WALKERS are becoming heavily reliant on new technology when they get lost on the Lake District fells and are neglecting the basic requirements and safety skills, says the leader of the country's busiest mountain rescue team, writes Mike Addison.

Nick Verrall, of the Langdale and Ambleside Mountain Rescue Team, says global positioning systems (GPS) and mobile phones can be more of a hindrance than a help in the hands of hikers who do not know how to navigate.

"We are getting a lot of jobs in these days when in the past people would have sorted themselves out," said Mr Verrall.

"We are having to mother people back down the fell.

People with mobile phones just tend to stop when they get lost.

It's a bit like putting a hood over the head of a rabbit.

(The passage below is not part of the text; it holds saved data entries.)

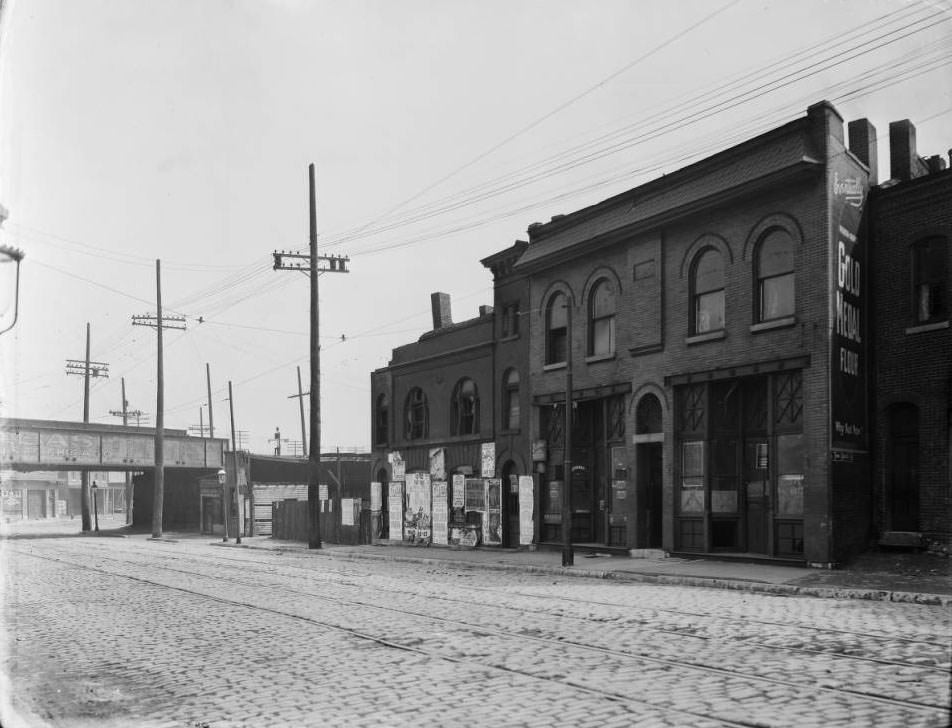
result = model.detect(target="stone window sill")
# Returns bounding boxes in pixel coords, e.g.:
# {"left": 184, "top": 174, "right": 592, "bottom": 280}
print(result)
{"left": 686, "top": 330, "right": 726, "bottom": 345}
{"left": 543, "top": 362, "right": 567, "bottom": 372}
{"left": 905, "top": 320, "right": 949, "bottom": 335}
{"left": 584, "top": 352, "right": 615, "bottom": 364}
{"left": 750, "top": 316, "right": 797, "bottom": 334}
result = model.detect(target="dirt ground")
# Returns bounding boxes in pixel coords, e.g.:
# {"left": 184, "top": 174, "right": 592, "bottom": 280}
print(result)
{"left": 793, "top": 549, "right": 952, "bottom": 595}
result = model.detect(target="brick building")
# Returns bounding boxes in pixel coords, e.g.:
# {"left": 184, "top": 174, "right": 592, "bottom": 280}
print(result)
{"left": 869, "top": 120, "right": 951, "bottom": 548}
{"left": 371, "top": 101, "right": 949, "bottom": 565}
{"left": 370, "top": 246, "right": 533, "bottom": 547}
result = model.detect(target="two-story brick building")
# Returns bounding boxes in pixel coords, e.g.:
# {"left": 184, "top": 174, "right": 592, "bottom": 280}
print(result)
{"left": 371, "top": 101, "right": 949, "bottom": 565}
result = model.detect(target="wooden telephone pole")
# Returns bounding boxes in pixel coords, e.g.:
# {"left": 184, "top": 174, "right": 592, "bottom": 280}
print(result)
{"left": 272, "top": 164, "right": 350, "bottom": 549}
{"left": 65, "top": 323, "right": 109, "bottom": 531}
{"left": 132, "top": 260, "right": 186, "bottom": 539}
{"left": 287, "top": 365, "right": 308, "bottom": 457}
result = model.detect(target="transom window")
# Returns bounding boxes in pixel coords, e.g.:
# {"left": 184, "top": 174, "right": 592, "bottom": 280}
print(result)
{"left": 451, "top": 378, "right": 479, "bottom": 436}
{"left": 757, "top": 229, "right": 795, "bottom": 321}
{"left": 545, "top": 292, "right": 569, "bottom": 364}
{"left": 404, "top": 387, "right": 429, "bottom": 440}
{"left": 692, "top": 248, "right": 725, "bottom": 334}
{"left": 912, "top": 238, "right": 947, "bottom": 324}
{"left": 503, "top": 369, "right": 520, "bottom": 431}
{"left": 589, "top": 279, "right": 616, "bottom": 356}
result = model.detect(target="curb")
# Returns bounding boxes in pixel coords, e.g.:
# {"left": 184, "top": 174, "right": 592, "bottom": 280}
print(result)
{"left": 213, "top": 541, "right": 952, "bottom": 607}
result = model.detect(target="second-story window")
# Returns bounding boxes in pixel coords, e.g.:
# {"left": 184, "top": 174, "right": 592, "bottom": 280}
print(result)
{"left": 692, "top": 248, "right": 725, "bottom": 334}
{"left": 503, "top": 369, "right": 520, "bottom": 430}
{"left": 451, "top": 378, "right": 479, "bottom": 435}
{"left": 375, "top": 393, "right": 389, "bottom": 445}
{"left": 589, "top": 279, "right": 616, "bottom": 355}
{"left": 756, "top": 228, "right": 795, "bottom": 321}
{"left": 501, "top": 303, "right": 519, "bottom": 337}
{"left": 546, "top": 292, "right": 568, "bottom": 364}
{"left": 404, "top": 387, "right": 429, "bottom": 440}
{"left": 912, "top": 238, "right": 947, "bottom": 324}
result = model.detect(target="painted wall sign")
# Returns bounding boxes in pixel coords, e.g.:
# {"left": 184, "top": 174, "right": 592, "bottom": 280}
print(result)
{"left": 830, "top": 163, "right": 869, "bottom": 451}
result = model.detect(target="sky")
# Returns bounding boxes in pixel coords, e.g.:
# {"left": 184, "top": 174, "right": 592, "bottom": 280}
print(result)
{"left": 0, "top": 0, "right": 950, "bottom": 455}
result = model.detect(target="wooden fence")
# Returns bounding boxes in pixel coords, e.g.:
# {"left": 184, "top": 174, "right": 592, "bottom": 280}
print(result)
{"left": 271, "top": 498, "right": 372, "bottom": 545}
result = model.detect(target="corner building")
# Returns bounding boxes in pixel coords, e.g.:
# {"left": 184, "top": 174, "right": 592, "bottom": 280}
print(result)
{"left": 517, "top": 102, "right": 874, "bottom": 565}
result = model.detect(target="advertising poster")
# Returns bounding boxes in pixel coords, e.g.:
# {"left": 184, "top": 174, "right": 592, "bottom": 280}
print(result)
{"left": 389, "top": 451, "right": 405, "bottom": 482}
{"left": 830, "top": 159, "right": 869, "bottom": 452}
{"left": 431, "top": 481, "right": 449, "bottom": 545}
{"left": 318, "top": 483, "right": 328, "bottom": 501}
{"left": 370, "top": 482, "right": 382, "bottom": 512}
{"left": 429, "top": 448, "right": 445, "bottom": 481}
{"left": 404, "top": 473, "right": 432, "bottom": 543}
{"left": 483, "top": 478, "right": 502, "bottom": 545}
{"left": 481, "top": 442, "right": 496, "bottom": 478}
{"left": 341, "top": 498, "right": 355, "bottom": 526}
{"left": 518, "top": 475, "right": 534, "bottom": 545}
{"left": 451, "top": 474, "right": 465, "bottom": 507}
{"left": 388, "top": 482, "right": 403, "bottom": 540}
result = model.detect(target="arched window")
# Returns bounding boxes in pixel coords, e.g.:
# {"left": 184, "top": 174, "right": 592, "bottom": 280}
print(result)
{"left": 636, "top": 393, "right": 663, "bottom": 434}
{"left": 503, "top": 369, "right": 520, "bottom": 431}
{"left": 756, "top": 229, "right": 795, "bottom": 321}
{"left": 375, "top": 394, "right": 389, "bottom": 445}
{"left": 692, "top": 248, "right": 725, "bottom": 334}
{"left": 912, "top": 238, "right": 947, "bottom": 324}
{"left": 451, "top": 378, "right": 479, "bottom": 435}
{"left": 404, "top": 387, "right": 429, "bottom": 440}
{"left": 545, "top": 292, "right": 568, "bottom": 364}
{"left": 589, "top": 279, "right": 616, "bottom": 355}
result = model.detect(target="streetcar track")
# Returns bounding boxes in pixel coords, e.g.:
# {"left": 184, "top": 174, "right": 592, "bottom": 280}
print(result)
{"left": 10, "top": 542, "right": 950, "bottom": 721}
{"left": 71, "top": 539, "right": 951, "bottom": 670}
{"left": 6, "top": 546, "right": 763, "bottom": 728}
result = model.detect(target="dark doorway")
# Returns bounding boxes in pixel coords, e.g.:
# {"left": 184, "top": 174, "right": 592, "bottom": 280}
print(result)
{"left": 638, "top": 443, "right": 663, "bottom": 548}
{"left": 501, "top": 461, "right": 519, "bottom": 547}
{"left": 888, "top": 403, "right": 919, "bottom": 531}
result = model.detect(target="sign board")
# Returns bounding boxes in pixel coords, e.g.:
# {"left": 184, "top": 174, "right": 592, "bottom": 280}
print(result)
{"left": 531, "top": 439, "right": 547, "bottom": 462}
{"left": 404, "top": 473, "right": 431, "bottom": 543}
{"left": 431, "top": 481, "right": 448, "bottom": 545}
{"left": 391, "top": 452, "right": 405, "bottom": 482}
{"left": 341, "top": 498, "right": 355, "bottom": 526}
{"left": 429, "top": 448, "right": 445, "bottom": 481}
{"left": 319, "top": 483, "right": 329, "bottom": 501}
{"left": 370, "top": 482, "right": 382, "bottom": 512}
{"left": 518, "top": 475, "right": 534, "bottom": 545}
{"left": 388, "top": 482, "right": 403, "bottom": 540}
{"left": 451, "top": 474, "right": 465, "bottom": 507}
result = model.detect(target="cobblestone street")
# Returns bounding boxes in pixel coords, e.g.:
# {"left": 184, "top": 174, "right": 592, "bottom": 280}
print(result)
{"left": 2, "top": 535, "right": 950, "bottom": 728}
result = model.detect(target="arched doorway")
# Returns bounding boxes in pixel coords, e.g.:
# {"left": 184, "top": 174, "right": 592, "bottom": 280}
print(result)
{"left": 635, "top": 393, "right": 664, "bottom": 549}
{"left": 887, "top": 403, "right": 919, "bottom": 532}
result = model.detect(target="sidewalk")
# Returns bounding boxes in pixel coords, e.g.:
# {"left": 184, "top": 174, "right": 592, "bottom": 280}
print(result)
{"left": 4, "top": 518, "right": 949, "bottom": 605}
{"left": 220, "top": 535, "right": 952, "bottom": 607}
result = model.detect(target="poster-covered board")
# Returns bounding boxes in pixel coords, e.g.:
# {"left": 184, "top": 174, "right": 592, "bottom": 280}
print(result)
{"left": 389, "top": 451, "right": 405, "bottom": 482}
{"left": 518, "top": 475, "right": 534, "bottom": 545}
{"left": 431, "top": 481, "right": 448, "bottom": 545}
{"left": 388, "top": 482, "right": 403, "bottom": 540}
{"left": 451, "top": 474, "right": 465, "bottom": 507}
{"left": 341, "top": 498, "right": 355, "bottom": 526}
{"left": 370, "top": 482, "right": 382, "bottom": 512}
{"left": 404, "top": 472, "right": 431, "bottom": 543}
{"left": 483, "top": 478, "right": 502, "bottom": 545}
{"left": 429, "top": 448, "right": 445, "bottom": 481}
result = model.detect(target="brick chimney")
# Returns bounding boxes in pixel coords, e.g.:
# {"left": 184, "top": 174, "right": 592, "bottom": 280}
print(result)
{"left": 848, "top": 118, "right": 878, "bottom": 185}
{"left": 889, "top": 120, "right": 930, "bottom": 181}
{"left": 431, "top": 292, "right": 452, "bottom": 330}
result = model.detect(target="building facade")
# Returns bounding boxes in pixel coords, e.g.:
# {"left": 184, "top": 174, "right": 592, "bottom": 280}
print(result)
{"left": 370, "top": 101, "right": 950, "bottom": 564}
{"left": 869, "top": 120, "right": 951, "bottom": 549}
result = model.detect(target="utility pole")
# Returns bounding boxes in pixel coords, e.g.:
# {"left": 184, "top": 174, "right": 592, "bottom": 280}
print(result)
{"left": 205, "top": 363, "right": 215, "bottom": 439}
{"left": 287, "top": 365, "right": 308, "bottom": 457}
{"left": 107, "top": 377, "right": 141, "bottom": 525}
{"left": 132, "top": 260, "right": 186, "bottom": 539}
{"left": 562, "top": 298, "right": 574, "bottom": 567}
{"left": 65, "top": 322, "right": 109, "bottom": 531}
{"left": 227, "top": 380, "right": 241, "bottom": 544}
{"left": 272, "top": 163, "right": 351, "bottom": 549}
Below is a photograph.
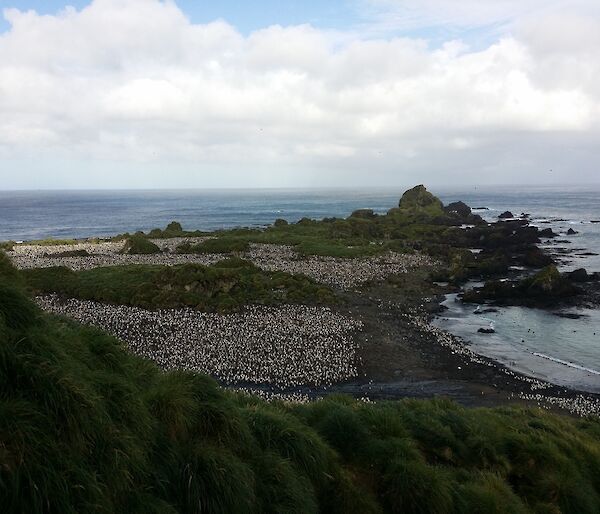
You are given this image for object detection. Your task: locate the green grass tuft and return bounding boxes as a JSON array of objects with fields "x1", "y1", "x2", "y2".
[
  {"x1": 177, "y1": 237, "x2": 250, "y2": 254},
  {"x1": 23, "y1": 260, "x2": 336, "y2": 311},
  {"x1": 0, "y1": 283, "x2": 39, "y2": 329},
  {"x1": 121, "y1": 234, "x2": 162, "y2": 255}
]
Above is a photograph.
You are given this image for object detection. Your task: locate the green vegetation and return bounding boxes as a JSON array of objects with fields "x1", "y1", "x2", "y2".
[
  {"x1": 145, "y1": 220, "x2": 208, "y2": 239},
  {"x1": 22, "y1": 258, "x2": 336, "y2": 311},
  {"x1": 27, "y1": 238, "x2": 79, "y2": 246},
  {"x1": 0, "y1": 187, "x2": 548, "y2": 296},
  {"x1": 166, "y1": 221, "x2": 183, "y2": 233},
  {"x1": 2, "y1": 252, "x2": 600, "y2": 513},
  {"x1": 100, "y1": 189, "x2": 489, "y2": 266},
  {"x1": 397, "y1": 184, "x2": 445, "y2": 217},
  {"x1": 191, "y1": 219, "x2": 404, "y2": 258},
  {"x1": 110, "y1": 211, "x2": 444, "y2": 260},
  {"x1": 177, "y1": 237, "x2": 250, "y2": 254},
  {"x1": 0, "y1": 241, "x2": 15, "y2": 251},
  {"x1": 45, "y1": 249, "x2": 90, "y2": 258},
  {"x1": 528, "y1": 265, "x2": 566, "y2": 291},
  {"x1": 121, "y1": 234, "x2": 162, "y2": 255}
]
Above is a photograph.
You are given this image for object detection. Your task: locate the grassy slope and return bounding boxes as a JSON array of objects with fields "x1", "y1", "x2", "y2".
[
  {"x1": 22, "y1": 258, "x2": 336, "y2": 311},
  {"x1": 2, "y1": 251, "x2": 600, "y2": 513},
  {"x1": 118, "y1": 217, "x2": 425, "y2": 259}
]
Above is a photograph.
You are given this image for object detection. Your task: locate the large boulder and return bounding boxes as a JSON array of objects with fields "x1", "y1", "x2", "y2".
[
  {"x1": 444, "y1": 201, "x2": 472, "y2": 218},
  {"x1": 538, "y1": 228, "x2": 557, "y2": 238},
  {"x1": 522, "y1": 266, "x2": 580, "y2": 300},
  {"x1": 522, "y1": 247, "x2": 554, "y2": 268},
  {"x1": 398, "y1": 185, "x2": 444, "y2": 216},
  {"x1": 498, "y1": 211, "x2": 514, "y2": 219},
  {"x1": 462, "y1": 265, "x2": 581, "y2": 307},
  {"x1": 350, "y1": 209, "x2": 377, "y2": 219},
  {"x1": 527, "y1": 266, "x2": 564, "y2": 293},
  {"x1": 567, "y1": 268, "x2": 590, "y2": 283},
  {"x1": 166, "y1": 221, "x2": 183, "y2": 233}
]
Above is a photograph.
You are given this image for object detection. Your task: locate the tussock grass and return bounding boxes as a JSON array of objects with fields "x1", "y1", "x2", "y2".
[
  {"x1": 177, "y1": 237, "x2": 250, "y2": 254},
  {"x1": 0, "y1": 283, "x2": 39, "y2": 329},
  {"x1": 22, "y1": 258, "x2": 336, "y2": 311},
  {"x1": 2, "y1": 253, "x2": 600, "y2": 513},
  {"x1": 27, "y1": 238, "x2": 79, "y2": 246},
  {"x1": 146, "y1": 221, "x2": 209, "y2": 239},
  {"x1": 0, "y1": 251, "x2": 22, "y2": 284},
  {"x1": 121, "y1": 234, "x2": 162, "y2": 255}
]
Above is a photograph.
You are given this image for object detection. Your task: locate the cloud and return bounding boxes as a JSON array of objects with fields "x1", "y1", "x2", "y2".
[{"x1": 0, "y1": 0, "x2": 599, "y2": 188}]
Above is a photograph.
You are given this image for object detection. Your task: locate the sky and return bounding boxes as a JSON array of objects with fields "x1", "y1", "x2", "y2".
[{"x1": 0, "y1": 0, "x2": 599, "y2": 189}]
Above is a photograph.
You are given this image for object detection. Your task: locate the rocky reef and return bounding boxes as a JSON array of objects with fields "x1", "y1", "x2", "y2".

You just have to get them moving again and within five or ten minutes they will sort themselves out."

His comments have been picked up on by Stewart Hulse, the president of LAMRT, who claims that 90 per cent of people are taking to the fells with a mobile phone, but less than 50 per cent bother to take a map and compass or even a torch.

"The frustrating part of any non-accident incident is when people use their mobile phone from the fell and they cannot give the team leader any information let alone what part of the Lake District they are in," says Mr Hulse.

But Mr Hulse believes that if walkers invest in a global positioning system it could greatly increase their safety on the fell.

"Just by switching on the GPS the walkers will get a grid reference for their location instantaneously.

" We in mountain rescue accept that there are going to be accidents and people needing assistance for one reason or another, but everything people can do to make themselves aware of their location is obviously a great help to the team."

The LAMRT annual report says that the months of quiet brought on by foot-and-mouth were not wasted by the mountain rescue team.

With no call-outs for the first three-and-a-half months of the year, the team used the time to practice their emergency rescue techniques.

Mr Verrall said those preparations were proven necessary within hours of some of the fells reopening in June.

"They opened at 8am and our first call out was at 11:45.

Despite the

restrictions, it was an average summer for

call-outs, and October was the busiest the team has ever had.

If the fells had been open all year, it would have had a very busy one."